Figure 3 shows the cross-validation results of the DSM model with five folds. Compared with predictions using PXRF measurements (Figure 2), the DSM model was less accurate. A positive bias was detected below 0.4 mg kg⁻¹ with an associated spread of predicted concentrations. Above the range of 0–1.0 mg kg⁻¹, the predictions displayed a negative bias similar to that seen for the PXRF model. The DSM model had an overall E of 0.69 with an associated MAE of 0.11 mg kg⁻¹, while in the lower range (0–0.5 mg kg⁻¹) the MAE was 0.07 mg kg⁻¹. Only using the NV dataset resulted in a less accurate model with an E of 0.58 and an MAE of 0.13 kg kg⁻¹. Utilizing the predicted Cd concentrations together with the laboratory-analyzed concentrations thus increased the performance of the DSM model.
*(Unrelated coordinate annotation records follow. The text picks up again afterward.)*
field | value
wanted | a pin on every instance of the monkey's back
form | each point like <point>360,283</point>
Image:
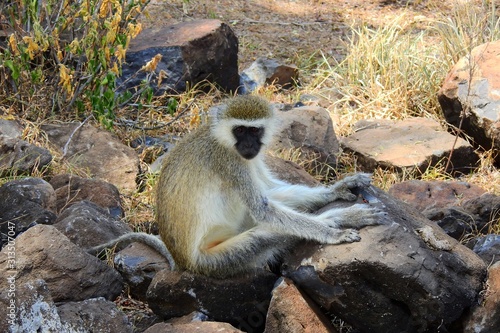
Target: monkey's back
<point>187,191</point>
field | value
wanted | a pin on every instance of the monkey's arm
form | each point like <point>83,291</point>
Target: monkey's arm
<point>311,198</point>
<point>141,237</point>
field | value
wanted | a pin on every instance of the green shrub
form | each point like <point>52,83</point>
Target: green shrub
<point>65,56</point>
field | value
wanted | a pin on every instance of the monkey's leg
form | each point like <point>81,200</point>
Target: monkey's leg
<point>355,216</point>
<point>300,196</point>
<point>251,249</point>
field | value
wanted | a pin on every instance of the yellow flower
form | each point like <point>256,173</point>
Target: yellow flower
<point>120,53</point>
<point>32,46</point>
<point>74,46</point>
<point>115,69</point>
<point>13,44</point>
<point>150,66</point>
<point>65,78</point>
<point>104,9</point>
<point>134,29</point>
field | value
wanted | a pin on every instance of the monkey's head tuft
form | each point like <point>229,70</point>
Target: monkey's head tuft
<point>247,108</point>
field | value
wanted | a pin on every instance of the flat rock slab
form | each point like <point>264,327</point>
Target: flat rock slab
<point>415,143</point>
<point>97,151</point>
<point>435,194</point>
<point>473,85</point>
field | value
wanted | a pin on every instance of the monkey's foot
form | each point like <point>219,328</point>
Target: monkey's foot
<point>356,216</point>
<point>337,236</point>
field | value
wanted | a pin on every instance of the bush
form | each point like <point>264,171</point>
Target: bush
<point>64,56</point>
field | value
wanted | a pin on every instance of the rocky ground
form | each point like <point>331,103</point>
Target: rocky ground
<point>293,29</point>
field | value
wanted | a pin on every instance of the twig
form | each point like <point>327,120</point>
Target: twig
<point>284,23</point>
<point>134,126</point>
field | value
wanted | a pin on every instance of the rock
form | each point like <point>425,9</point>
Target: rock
<point>442,202</point>
<point>268,71</point>
<point>241,301</point>
<point>71,189</point>
<point>19,156</point>
<point>472,85</point>
<point>455,221</point>
<point>29,305</point>
<point>485,209</point>
<point>201,327</point>
<point>34,311</point>
<point>191,52</point>
<point>24,203</point>
<point>93,315</point>
<point>71,274</point>
<point>403,276</point>
<point>11,129</point>
<point>435,194</point>
<point>138,264</point>
<point>485,317</point>
<point>193,316</point>
<point>89,225</point>
<point>97,151</point>
<point>310,129</point>
<point>488,248</point>
<point>415,143</point>
<point>290,312</point>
Figure 3. (a) Cross-validation of the digital soil mapping (DSM) model for predicting cadmium (Cd) concentrations from spatial covariates and (b) enlarged image of the range of 0–1 mg kg⁻¹. Five folds were used on 304 samples with laboratory-analyzed Cd concentrations. The Nash–Sutcliffe model efficiency coefficient is displayed (E) as well as the mean absolute error (MAE).

Figure 4 shows the most important covariates in the DSM model according to the two different feature importance methods of MDI (Figure 4a) and permutation importance (Figure 4b). Both methods indicated that the airborne gamma-ray measurements (U, Th, and K) were important for the model; the results showed that U was the most important covariate for predicting the soil Cd concentrations. The biogeochemical data also ranked high according to both methods. Elevation and its derivatives were shown to be moderately important; elevation and the different variants of TPI were the most important among these. The soil texture class covariates were rated the least important and showed sandy soils ranking the highest and clay the lowest of the soil texture classes (Figure 4).
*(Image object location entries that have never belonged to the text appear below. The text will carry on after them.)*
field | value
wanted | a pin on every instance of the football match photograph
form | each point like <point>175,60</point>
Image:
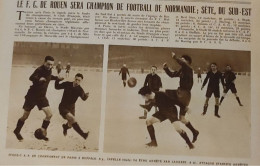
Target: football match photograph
<point>178,101</point>
<point>55,97</point>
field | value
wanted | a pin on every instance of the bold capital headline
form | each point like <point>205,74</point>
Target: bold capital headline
<point>134,7</point>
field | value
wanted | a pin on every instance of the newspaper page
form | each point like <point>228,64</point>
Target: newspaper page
<point>166,82</point>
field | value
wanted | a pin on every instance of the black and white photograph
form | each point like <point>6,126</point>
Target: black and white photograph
<point>178,101</point>
<point>55,96</point>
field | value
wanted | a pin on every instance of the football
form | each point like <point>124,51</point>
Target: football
<point>40,134</point>
<point>131,82</point>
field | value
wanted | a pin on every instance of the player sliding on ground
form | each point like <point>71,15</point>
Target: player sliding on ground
<point>72,90</point>
<point>36,96</point>
<point>182,95</point>
<point>167,110</point>
<point>229,78</point>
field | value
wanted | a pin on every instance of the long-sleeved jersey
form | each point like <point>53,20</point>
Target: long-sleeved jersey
<point>213,79</point>
<point>185,74</point>
<point>71,93</point>
<point>229,77</point>
<point>39,88</point>
<point>153,82</point>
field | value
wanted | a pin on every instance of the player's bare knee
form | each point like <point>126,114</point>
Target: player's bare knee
<point>48,116</point>
<point>25,115</point>
<point>183,119</point>
<point>217,101</point>
<point>177,127</point>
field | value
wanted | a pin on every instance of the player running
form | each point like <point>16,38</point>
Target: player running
<point>124,71</point>
<point>182,95</point>
<point>213,76</point>
<point>59,67</point>
<point>68,67</point>
<point>153,81</point>
<point>229,78</point>
<point>167,110</point>
<point>36,95</point>
<point>72,90</point>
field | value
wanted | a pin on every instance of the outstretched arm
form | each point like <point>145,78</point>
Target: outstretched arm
<point>170,73</point>
<point>146,81</point>
<point>35,76</point>
<point>222,81</point>
<point>205,81</point>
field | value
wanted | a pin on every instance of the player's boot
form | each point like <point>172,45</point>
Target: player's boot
<point>65,128</point>
<point>18,135</point>
<point>194,132</point>
<point>221,99</point>
<point>204,110</point>
<point>85,135</point>
<point>145,115</point>
<point>238,100</point>
<point>216,111</point>
<point>187,140</point>
<point>17,130</point>
<point>79,131</point>
<point>153,143</point>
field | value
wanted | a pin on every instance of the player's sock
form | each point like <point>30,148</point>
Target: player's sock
<point>216,111</point>
<point>79,130</point>
<point>45,124</point>
<point>65,128</point>
<point>222,98</point>
<point>152,136</point>
<point>238,100</point>
<point>145,115</point>
<point>186,138</point>
<point>18,128</point>
<point>194,131</point>
<point>205,109</point>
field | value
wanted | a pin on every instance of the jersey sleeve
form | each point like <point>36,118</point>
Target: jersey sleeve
<point>206,79</point>
<point>160,82</point>
<point>60,86</point>
<point>54,77</point>
<point>222,79</point>
<point>83,95</point>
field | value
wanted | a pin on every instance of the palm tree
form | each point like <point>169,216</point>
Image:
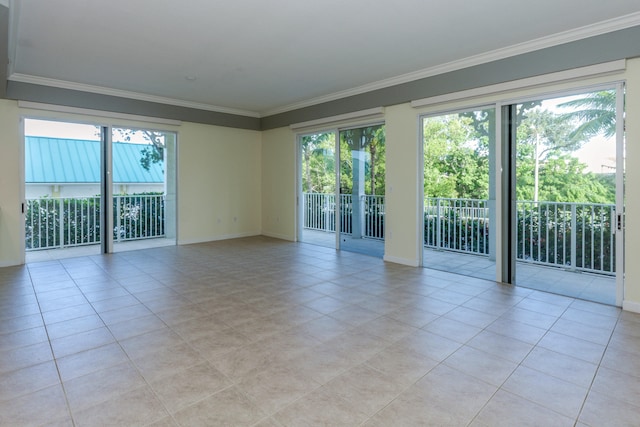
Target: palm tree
<point>596,113</point>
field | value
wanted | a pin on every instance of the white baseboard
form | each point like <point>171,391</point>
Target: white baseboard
<point>216,238</point>
<point>10,263</point>
<point>278,236</point>
<point>632,306</point>
<point>403,261</point>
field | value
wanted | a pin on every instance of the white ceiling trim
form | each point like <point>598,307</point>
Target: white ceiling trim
<point>597,70</point>
<point>363,114</point>
<point>62,84</point>
<point>96,113</point>
<point>603,27</point>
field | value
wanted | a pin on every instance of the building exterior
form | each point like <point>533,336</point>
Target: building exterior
<point>57,167</point>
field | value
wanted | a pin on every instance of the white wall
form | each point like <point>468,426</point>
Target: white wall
<point>279,183</point>
<point>219,190</point>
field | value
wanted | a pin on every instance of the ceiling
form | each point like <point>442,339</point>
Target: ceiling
<point>256,57</point>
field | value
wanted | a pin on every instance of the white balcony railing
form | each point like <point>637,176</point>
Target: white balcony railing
<point>62,222</point>
<point>577,236</point>
<point>320,213</point>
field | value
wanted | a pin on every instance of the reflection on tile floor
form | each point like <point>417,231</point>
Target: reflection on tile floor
<point>587,286</point>
<point>264,332</point>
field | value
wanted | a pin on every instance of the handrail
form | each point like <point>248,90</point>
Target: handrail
<point>57,222</point>
<point>574,236</point>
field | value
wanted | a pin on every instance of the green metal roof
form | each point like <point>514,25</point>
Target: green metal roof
<point>58,160</point>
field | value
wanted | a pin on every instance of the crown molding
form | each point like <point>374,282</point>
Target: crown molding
<point>62,84</point>
<point>568,36</point>
<point>364,114</point>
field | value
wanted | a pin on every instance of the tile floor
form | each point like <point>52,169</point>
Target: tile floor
<point>263,332</point>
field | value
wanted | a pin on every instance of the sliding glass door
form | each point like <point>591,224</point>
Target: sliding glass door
<point>362,189</point>
<point>317,195</point>
<point>460,192</point>
<point>341,189</point>
<point>144,196</point>
<point>568,171</point>
<point>63,189</point>
<point>92,189</point>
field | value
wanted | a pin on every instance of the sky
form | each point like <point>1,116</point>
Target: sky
<point>598,153</point>
<point>55,129</point>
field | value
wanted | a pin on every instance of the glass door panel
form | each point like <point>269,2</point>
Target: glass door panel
<point>459,193</point>
<point>62,189</point>
<point>144,202</point>
<point>362,190</point>
<point>566,166</point>
<point>317,201</point>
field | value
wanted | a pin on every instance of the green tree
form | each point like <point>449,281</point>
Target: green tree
<point>456,158</point>
<point>594,112</point>
<point>318,165</point>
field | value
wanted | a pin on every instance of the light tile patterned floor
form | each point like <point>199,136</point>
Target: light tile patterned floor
<point>264,332</point>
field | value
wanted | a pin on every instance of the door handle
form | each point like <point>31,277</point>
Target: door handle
<point>619,222</point>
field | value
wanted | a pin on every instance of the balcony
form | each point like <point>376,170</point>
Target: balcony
<point>57,223</point>
<point>555,241</point>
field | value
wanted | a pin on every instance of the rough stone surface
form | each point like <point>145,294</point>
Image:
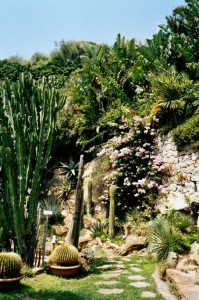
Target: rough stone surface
<point>140,284</point>
<point>182,184</point>
<point>163,287</point>
<point>107,276</point>
<point>111,282</point>
<point>136,277</point>
<point>195,252</point>
<point>185,284</point>
<point>110,291</point>
<point>132,243</point>
<point>147,294</point>
<point>137,270</point>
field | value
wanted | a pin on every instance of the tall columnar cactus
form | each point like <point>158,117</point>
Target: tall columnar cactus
<point>112,192</point>
<point>27,125</point>
<point>10,265</point>
<point>75,228</point>
<point>89,197</point>
<point>64,255</point>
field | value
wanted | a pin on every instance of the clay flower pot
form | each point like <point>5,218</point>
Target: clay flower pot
<point>66,271</point>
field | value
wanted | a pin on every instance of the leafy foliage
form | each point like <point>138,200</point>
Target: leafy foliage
<point>187,133</point>
<point>162,238</point>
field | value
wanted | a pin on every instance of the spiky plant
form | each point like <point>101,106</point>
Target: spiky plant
<point>162,238</point>
<point>183,222</point>
<point>64,255</point>
<point>10,265</point>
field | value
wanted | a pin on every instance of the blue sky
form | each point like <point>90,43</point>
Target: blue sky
<point>29,26</point>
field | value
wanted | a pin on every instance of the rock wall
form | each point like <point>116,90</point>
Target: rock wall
<point>181,178</point>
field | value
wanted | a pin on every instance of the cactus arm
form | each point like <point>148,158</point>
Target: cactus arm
<point>89,197</point>
<point>74,237</point>
<point>112,192</point>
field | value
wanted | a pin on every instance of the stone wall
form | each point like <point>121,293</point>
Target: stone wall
<point>181,176</point>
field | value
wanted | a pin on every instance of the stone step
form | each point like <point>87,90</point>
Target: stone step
<point>187,285</point>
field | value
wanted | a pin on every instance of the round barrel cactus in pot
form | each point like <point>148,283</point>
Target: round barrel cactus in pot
<point>64,260</point>
<point>10,270</point>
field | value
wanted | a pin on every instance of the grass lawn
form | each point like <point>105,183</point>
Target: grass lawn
<point>50,287</point>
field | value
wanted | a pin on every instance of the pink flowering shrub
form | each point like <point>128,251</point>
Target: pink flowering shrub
<point>137,168</point>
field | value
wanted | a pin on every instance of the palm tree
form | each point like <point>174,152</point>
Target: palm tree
<point>173,92</point>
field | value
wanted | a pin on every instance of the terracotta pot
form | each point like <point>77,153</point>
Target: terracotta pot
<point>64,271</point>
<point>7,284</point>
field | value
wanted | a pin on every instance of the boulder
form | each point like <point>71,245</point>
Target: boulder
<point>133,242</point>
<point>195,252</point>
Figure 4. (a) Covariate importance based on mean decrease in impurity and (b) permutation importance of the digital soil mapping (DSM) model. The covariates (see Table 2) were taken from airborne gamma-ray data (U, Th, and K), a digital elevation model (TPI5, TPI50, and TPI500 = topographic position index with 5, 50, and 500 ha radius, respectively; ConvInd = convergence index; TWI = topographic wetness index), biogeochemical data (BioGeo = cokriged with zinc), and quaternary soil deposit classes (sand, till, silt, till clay, clay, and other). Higher values indicate higher covariate importance.
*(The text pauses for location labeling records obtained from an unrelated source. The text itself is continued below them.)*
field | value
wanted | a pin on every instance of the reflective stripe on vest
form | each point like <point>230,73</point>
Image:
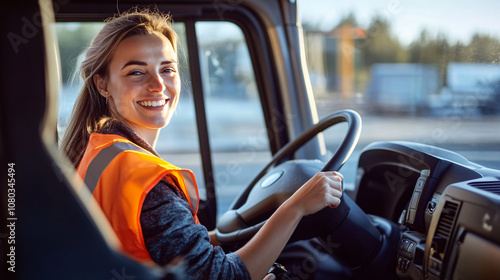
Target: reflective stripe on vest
<point>120,174</point>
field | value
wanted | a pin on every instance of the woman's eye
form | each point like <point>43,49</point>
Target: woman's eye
<point>134,73</point>
<point>168,70</point>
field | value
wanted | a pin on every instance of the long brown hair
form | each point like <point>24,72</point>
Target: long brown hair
<point>91,112</point>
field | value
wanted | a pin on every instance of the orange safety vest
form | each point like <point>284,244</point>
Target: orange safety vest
<point>119,175</point>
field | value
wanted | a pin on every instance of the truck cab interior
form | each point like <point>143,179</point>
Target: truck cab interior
<point>253,128</point>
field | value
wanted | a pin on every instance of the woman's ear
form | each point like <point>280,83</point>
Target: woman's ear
<point>101,85</point>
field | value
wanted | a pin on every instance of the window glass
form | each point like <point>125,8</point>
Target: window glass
<point>422,71</point>
<point>236,125</point>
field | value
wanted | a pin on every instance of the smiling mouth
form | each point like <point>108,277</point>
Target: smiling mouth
<point>159,103</point>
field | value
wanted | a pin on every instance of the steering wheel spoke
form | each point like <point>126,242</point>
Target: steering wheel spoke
<point>279,180</point>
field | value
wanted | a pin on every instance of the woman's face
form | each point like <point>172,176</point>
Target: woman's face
<point>143,83</point>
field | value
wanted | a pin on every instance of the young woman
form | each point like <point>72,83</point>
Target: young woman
<point>131,89</point>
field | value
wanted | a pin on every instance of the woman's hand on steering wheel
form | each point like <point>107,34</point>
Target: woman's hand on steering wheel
<point>322,190</point>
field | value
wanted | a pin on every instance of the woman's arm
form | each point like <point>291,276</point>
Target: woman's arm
<point>324,189</point>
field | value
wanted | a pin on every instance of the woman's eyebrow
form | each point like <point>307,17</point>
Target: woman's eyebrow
<point>142,63</point>
<point>135,62</point>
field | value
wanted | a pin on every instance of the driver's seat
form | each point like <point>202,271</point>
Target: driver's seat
<point>54,234</point>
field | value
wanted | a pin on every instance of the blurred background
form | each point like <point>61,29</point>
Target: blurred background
<point>424,71</point>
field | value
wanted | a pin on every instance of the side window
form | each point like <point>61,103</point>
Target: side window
<point>235,120</point>
<point>236,124</point>
<point>415,71</point>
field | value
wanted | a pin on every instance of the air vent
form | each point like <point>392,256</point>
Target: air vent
<point>447,219</point>
<point>489,186</point>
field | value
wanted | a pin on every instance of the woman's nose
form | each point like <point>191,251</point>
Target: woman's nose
<point>156,83</point>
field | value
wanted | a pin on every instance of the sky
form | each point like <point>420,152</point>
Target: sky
<point>458,19</point>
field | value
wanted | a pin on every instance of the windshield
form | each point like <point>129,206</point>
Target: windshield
<point>423,71</point>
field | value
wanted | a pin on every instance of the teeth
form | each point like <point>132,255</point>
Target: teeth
<point>152,103</point>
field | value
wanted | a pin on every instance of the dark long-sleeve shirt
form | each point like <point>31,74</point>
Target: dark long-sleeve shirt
<point>170,231</point>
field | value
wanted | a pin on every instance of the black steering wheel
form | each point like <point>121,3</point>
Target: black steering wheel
<point>281,178</point>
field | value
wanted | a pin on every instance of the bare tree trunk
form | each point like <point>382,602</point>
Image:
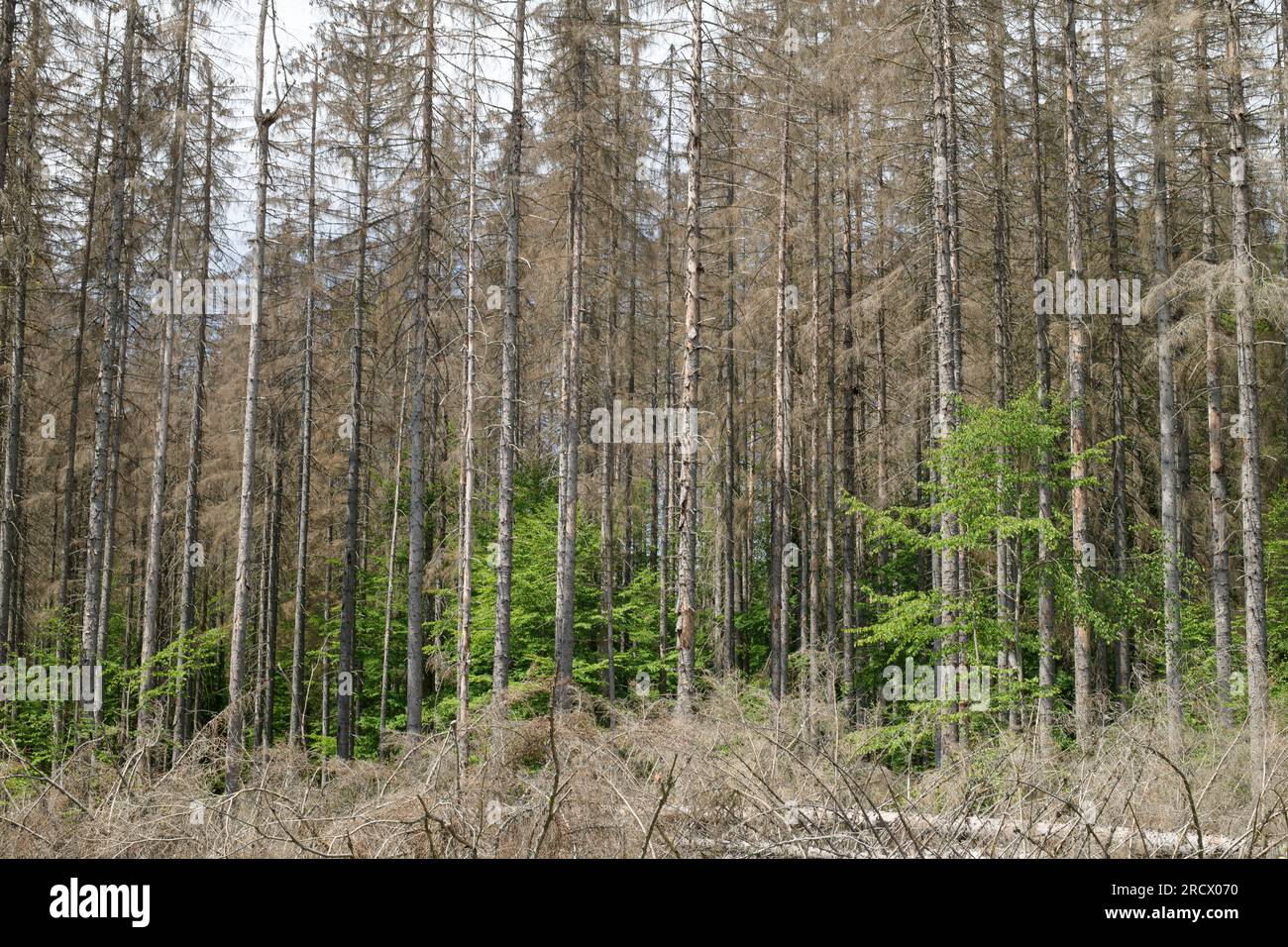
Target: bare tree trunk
<point>194,553</point>
<point>112,333</point>
<point>389,577</point>
<point>509,382</point>
<point>347,716</point>
<point>296,732</point>
<point>781,497</point>
<point>687,571</point>
<point>1247,425</point>
<point>1046,596</point>
<point>27,226</point>
<point>1122,650</point>
<point>416,508</point>
<point>1166,406</point>
<point>161,445</point>
<point>467,541</point>
<point>571,386</point>
<point>945,334</point>
<point>1219,531</point>
<point>246,504</point>
<point>78,357</point>
<point>1003,565</point>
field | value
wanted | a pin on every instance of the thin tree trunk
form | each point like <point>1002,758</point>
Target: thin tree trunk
<point>193,552</point>
<point>1247,424</point>
<point>687,571</point>
<point>296,732</point>
<point>1166,407</point>
<point>161,445</point>
<point>246,501</point>
<point>1219,531</point>
<point>416,508</point>
<point>571,386</point>
<point>509,384</point>
<point>112,333</point>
The final soil map of Cd concentrations and the 90% prediction interval revealed that areas with low predicted Cd concentrations and narrow intervals were mainly located in the northwest, northeast, and center of Skåne (Figure 5). Areas with high predicted Cd concentrations were mainly in the southeast and in topographical depressions such as some river valleys. Interestingly, isolated areas with low predicted Cd concentrations were indicated across Skåne. In general, areas with high predicted Cd concentrations had a wide prediction interval and thus higher uncertainty, while areas with low predicted Cd concentrations often but not always exhibited a narrow prediction interval. An artifact in the form of a horizontal line was visible in the southeast that was mainly due to the U covariate layer exhibiting a contrasting line derived from different measurement dates and equipment.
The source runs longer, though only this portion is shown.